Northeast Vernon County schools put MoNASP past the 300 mark
Walker, Mo. – A 300 score by a youthful archer is perfect, and now the Northeast Vernon County Elementary School and High School have pushed the Missouri National Archery in Schools Program (MoNASP) past that mark.
The MoNASP target archery program began in Missouri in 2007 with 20 schools. Northeast Vernon County Elementary School recently became the 300th school in the program, and the district’s high school in the rural town of Walker became 301.
“It’s an easy program for schools to do,” said Eric Edwards, education outreach coordinator for the Missouri Department of Conservation (MDC). “It’s especially nice for the rural schools that perhaps don’t have enough enrollments for a baseball team or a football team. It’s something that connects students and connects the school to the community.”
MoNASP is a target archery program with training and competition for a wide range of participants at the elementary, middle school and high school levels. At competitions, archery teams are divided by ages. School teams must include both male and female archers. But genders are separate for individual high scores. The state contest early in 2013 drew more than 1,500 competitors.
But before competition, simply learning to shoot target archery with standardized, easy-to-use equipment is fun for students. The skills are simple but also teach patience, confidence and safety.

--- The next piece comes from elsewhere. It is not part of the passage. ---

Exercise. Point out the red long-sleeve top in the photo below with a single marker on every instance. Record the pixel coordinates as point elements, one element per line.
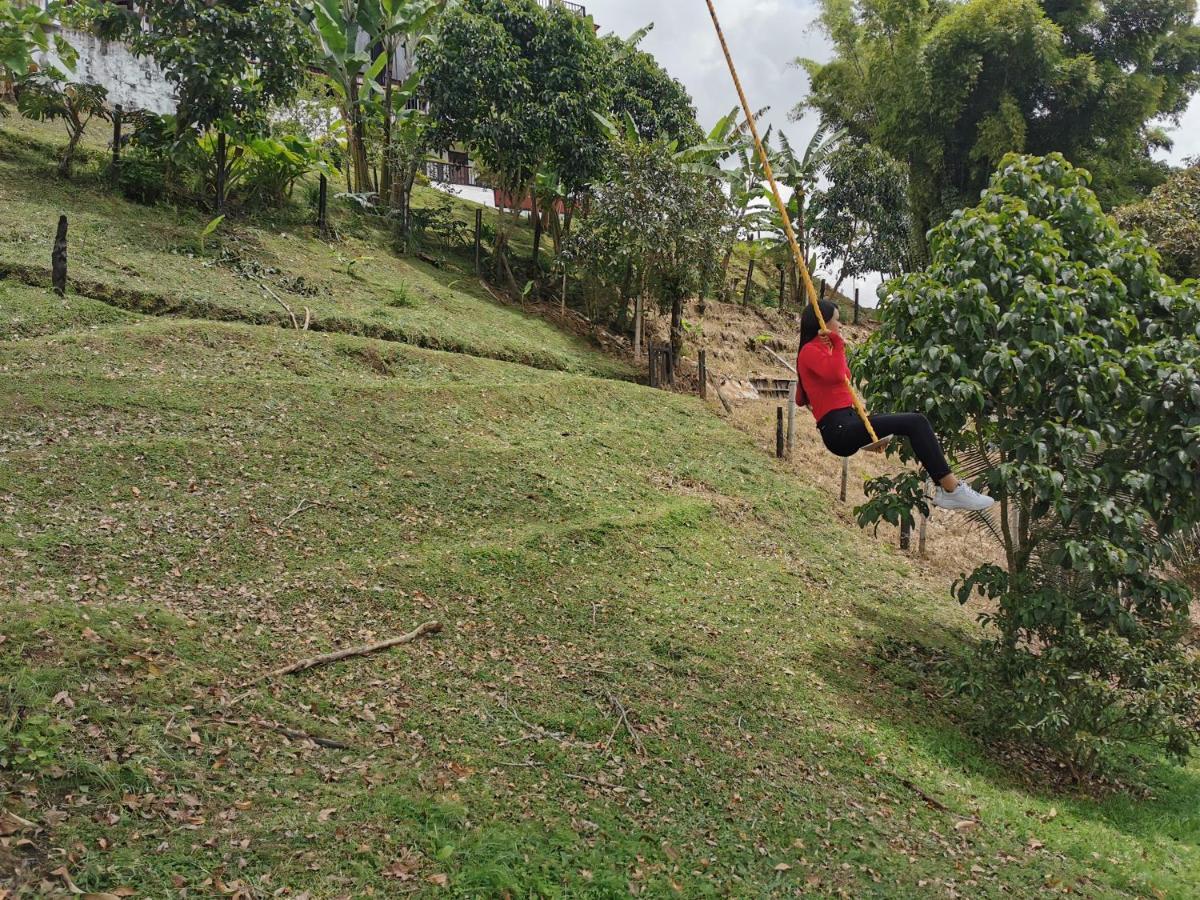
<point>822,372</point>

MDC sponsors MoNASP programs in schools along with the Conservation Federation of Missouri and many other conservation partners. The Northeast Vernon County Elementary School received a $500 grant for startup equipment. Bows are simple, compound bows the draw weights easy for students to pull. With standardized equipment for all, skill alone determines success. School teachers and volunteers service as coaches. Procedures on the target ranges emphasize safety.
Kendall Ogburn will be the coach for Northeast Vernon Elementary’s MoNASP team, Edwards said. Chris Hudson will coach the high school team.
MoNASP has grown statewide because young people are taking a greater interest in archery, he said, and simply because participants have enjoyed the sport. Hollywood has also helped by featuring archers in popular movies.
“Kids in MoNASP talk to students at other schools,” Edwards said, “and the excitement about archery spreads.”